Estive aqui pensando uma maneira de acabar com essa paz insuportável (4)

A história das UPP, a ocupação da Rocinha, a prisão do Nem… Tudo isso acabou chegando ao ponto do entrevero doméstico depois de pequenas discordâncias mais do que pacíficas no almoço de domingo.

Discordâncias baseadas na minha falta de crença na política adotada, com invasões de favelas transformadas em entretenimento – não tenho a menor dúvida de que houve muita gente sentada em frente à TV durante todo o dia da ocupação da Rocinha e Vidigal com baldes de pipoca a tiracolo.
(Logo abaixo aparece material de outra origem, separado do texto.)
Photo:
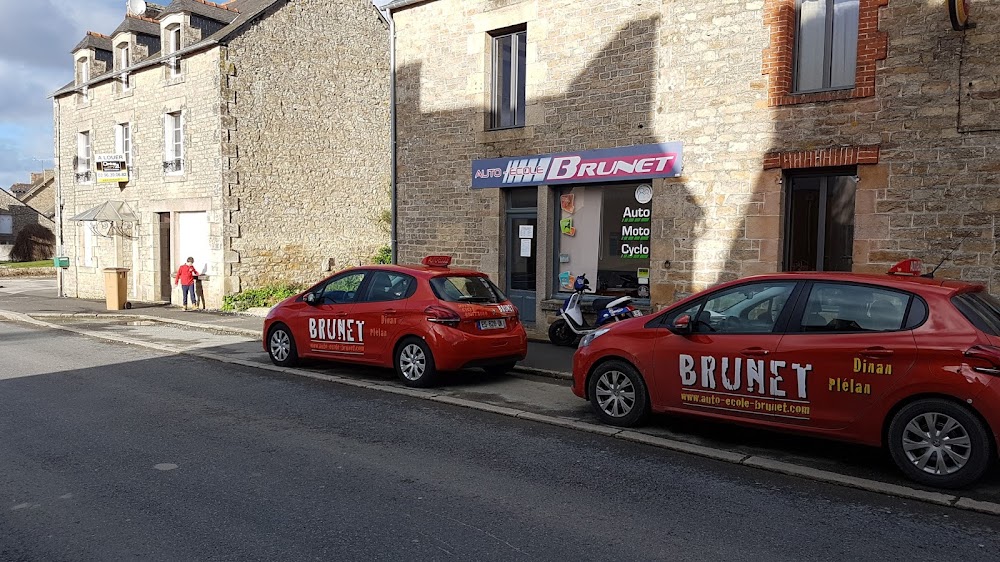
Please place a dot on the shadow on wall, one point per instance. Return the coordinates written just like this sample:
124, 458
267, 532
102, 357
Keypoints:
611, 102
Afinal, é tudo espetáculo.

No almoço, enquanto alguns teciam loas à coisa toda, encerrei dizendo que voltaríamos a falar sobre o assunto em 2020. Torco e rezo, sinceramente, para estar errado sobre isso tudo. Mas…

É um tanto óbvio que há algo de muito errado por aí. É bastante claro que todo o carnaval está preocupado em atender expectativas ligadas aos grandes eventos que vêm por aí, Copa e Olimpíadas.

Há alguns dias, publiquei aqui que não conseguia me convencer com as explicações sobre o episódio da prisão de Nem. Cheguei a ouvir de amigos que eu era maluco, que gostava de procurar pêlo em ovo. Pois é muito bom me dar conta de que não sou o único maluco.

Hoje, depois de umas boas semanas sem visitar o blog do Lúcio de Castro, encontrei novo texto. Brilhante. Porque, além de boa análise e certa dose de informação, deixa no ar uma belíssima pergunta, no mínimo constrangedora: somos mesmo teleguiados e ninguém questiona nada?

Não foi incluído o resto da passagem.